Hello! I’m currently evaluating the use of linkerd in our EKS cluster. I stepped through a replay of your excellent workshop “Linkerd Certificate Management Deep Dive” and think I have a handle on our cert management strategy. However, I have some questions about the security and operational implications of longer vs shorter lifespans of intermediate CAs managed by cert-manager.
First: My understanding is that it’s best practice to rotate these certificates frequently so that exposed private keys are not usable for long. I’m curious what the risk of long-lived certs is in a concrete sense. What could a malicious actor do with the identity cert and private key? Would this malicious actor need to have gained access to our nodes to wreak havoc?
Second: Are you folks aware of any operational risks associated with cert-manager automatic renewals? Are there any implications with keeping them very short lived? Based on what I’m reading, it seems like it all depends on our org’s security policies/postures, but I’m wondering if there is a concrete tradeoff is here.
Any guidance on either of these points is very much appreciated!
The broad concern with long-lived certificates is that the longer they’re in use, the more opportunity an evildoer has to steal them. (This is often expressed as the axiom that the longer a key is in use, the more valuable it becomes.) Also note that you will usually not know when a compromise happens. You might know when it’s exploited, but then again you might not – this is another way in which minimizing the opportunity is important.
In concrete terms, once an evildoer has a certificate’s private key, they can assume the identity of the entity that owns the certificate. So, for example, if they steal a trust anchor’s private key, they can generate their own identity issuer certificate, rotate that in, and then do pretty much whatever they like with Linkerd’s mTLS: they could take over workloads, eavesdrop on mTLS communication, etc. (though they could not decrypt communications from before the certificate swap happened).
This sort of maliciousness generally does require access to the cluster, but not the Node. (If you have privileged access to the Node, you can do much worse things. )
I’m not personally aware of operational issues with cert-manager’s renewals for the identity issuer. For the trust anchor, you’ll ideally go in after you know that nothing is using the old trust anchor and remove its public key from the bundle. The major operational issue I know of for very short-lived certs is that linkerd check will complain if the expiry period for the identity issuer or trust anchor is less than 60 days.
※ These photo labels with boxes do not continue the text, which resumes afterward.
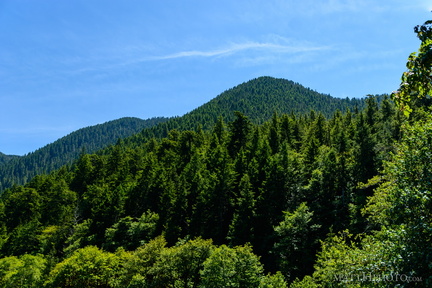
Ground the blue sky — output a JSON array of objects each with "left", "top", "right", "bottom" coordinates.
[{"left": 0, "top": 0, "right": 432, "bottom": 155}]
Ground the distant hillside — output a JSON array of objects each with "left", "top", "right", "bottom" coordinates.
[
  {"left": 0, "top": 117, "right": 169, "bottom": 190},
  {"left": 0, "top": 152, "right": 20, "bottom": 165},
  {"left": 128, "top": 76, "right": 365, "bottom": 142},
  {"left": 0, "top": 77, "right": 365, "bottom": 191}
]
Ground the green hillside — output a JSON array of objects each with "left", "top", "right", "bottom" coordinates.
[
  {"left": 0, "top": 117, "right": 168, "bottom": 191},
  {"left": 129, "top": 76, "right": 365, "bottom": 143},
  {"left": 0, "top": 77, "right": 365, "bottom": 191},
  {"left": 0, "top": 97, "right": 408, "bottom": 288}
]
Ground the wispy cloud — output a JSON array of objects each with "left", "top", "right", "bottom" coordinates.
[{"left": 139, "top": 41, "right": 330, "bottom": 62}]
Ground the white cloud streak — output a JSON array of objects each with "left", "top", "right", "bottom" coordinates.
[{"left": 140, "top": 42, "right": 331, "bottom": 62}]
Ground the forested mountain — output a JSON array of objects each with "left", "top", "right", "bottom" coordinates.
[
  {"left": 0, "top": 77, "right": 365, "bottom": 191},
  {"left": 0, "top": 117, "right": 169, "bottom": 191},
  {"left": 0, "top": 97, "right": 403, "bottom": 287},
  {"left": 126, "top": 76, "right": 365, "bottom": 144}
]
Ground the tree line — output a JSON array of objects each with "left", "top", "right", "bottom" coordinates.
[{"left": 0, "top": 96, "right": 404, "bottom": 287}]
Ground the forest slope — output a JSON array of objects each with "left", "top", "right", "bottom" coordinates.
[
  {"left": 0, "top": 117, "right": 169, "bottom": 191},
  {"left": 128, "top": 76, "right": 365, "bottom": 143},
  {"left": 0, "top": 76, "right": 365, "bottom": 191}
]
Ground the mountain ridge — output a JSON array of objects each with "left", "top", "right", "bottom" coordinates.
[
  {"left": 0, "top": 76, "right": 364, "bottom": 191},
  {"left": 0, "top": 117, "right": 169, "bottom": 191}
]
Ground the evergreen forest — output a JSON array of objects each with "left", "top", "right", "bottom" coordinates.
[{"left": 0, "top": 21, "right": 432, "bottom": 287}]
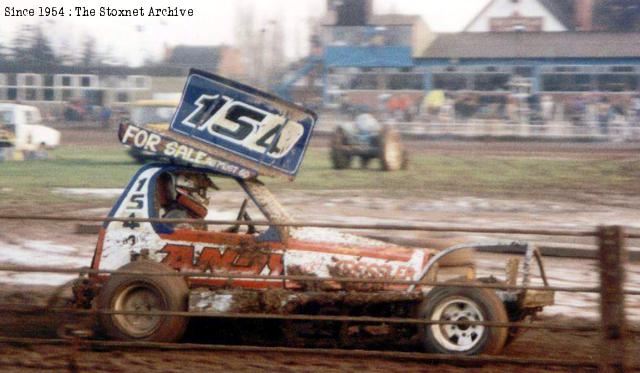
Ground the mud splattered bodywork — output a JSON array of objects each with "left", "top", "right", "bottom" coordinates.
[
  {"left": 85, "top": 71, "right": 553, "bottom": 354},
  {"left": 93, "top": 164, "right": 431, "bottom": 289}
]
I think that all makes sense. We are planning to keep the trust anchor key away from the cluster for just that reason. Let’s say that an evildoer with access to the cluster gets hold of the identity issuer cert and private key. Would this also allow a hypothetical evildoer with access to the cluster to take over workloads and eavesdrop on mTLS communication, for example?
Yes, from the point they get the identity issuer private key…
…at least theoretically. I should probably point out that actually mounting that attack is, uh, complex. Great reason to automate quickly rotating the identity issuer!